A. Palliative polychemotherapy
B. Transurethral resection of tumor with intravesical BCG instillation
C. Radical cystectomy (Correct Answer)
D. Transurethral resection of tumor with intravesical chemotherapy
E. Radiation therapy
Explanation: ***Radical cystectomy***
- The patient has an **urothelial carcinoma** that has **penetrated the muscular layer**. This indicates an **invasive bladder cancer (T2 or greater)**, for which radical cystectomy is the standard of care to achieve cure.
- While imaging showed no distant metastasis, the deep invasion into the muscle requires aggressive surgical removal of the bladder, prostate (in men), and seminal vesicles, along with pelvic lymph node dissection.
*Palliative polychemotherapy*
- This option is typically reserved for patients with widespread **metastatic disease** or those who are not surgical candidates, which is not the case here.
- The patient's initial workup shows no evidence of distant metastasis, making a curative approach like surgery more appropriate.
*Transurethral resection of tumor with intravesical BCG instillation*
- This approach, often used for **high-grade non-muscle invasive bladder cancer**, is insufficient for muscle-invasive disease.
- **BCG instillation** aims to prevent recurrence and progression in superficial disease but cannot eradicate cancer that has invaded the muscularis propria.

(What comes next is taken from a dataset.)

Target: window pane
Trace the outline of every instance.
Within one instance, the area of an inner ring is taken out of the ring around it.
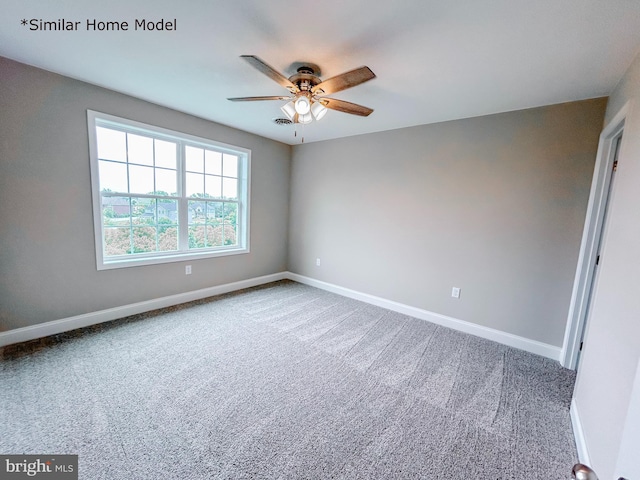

*Transurethral resection of tumor with intravesical chemotherapy*
- Similar to BCG, **intravesical chemotherapy** is primarily effective for **non-muscle invasive bladder cancer** to prevent recurrence or treat carcinoma in situ.
- It does not provide adequate treatment for cancer that has invaded the detrusor muscle, as systemic or deeper treatments are required.
*Radiation therapy*
- While radiation therapy can be considered for bladder cancer, it is typically used in specific situations, such as for patients who are **not surgical candidates** or as part of a **bladder-sparing trimodality therapy** (TURBT, chemotherapy, and radiation) for highly selected patients.
- For muscle-invasive disease without clear contraindications for surgery, **radical cystectomy** offers better long-term survival rates.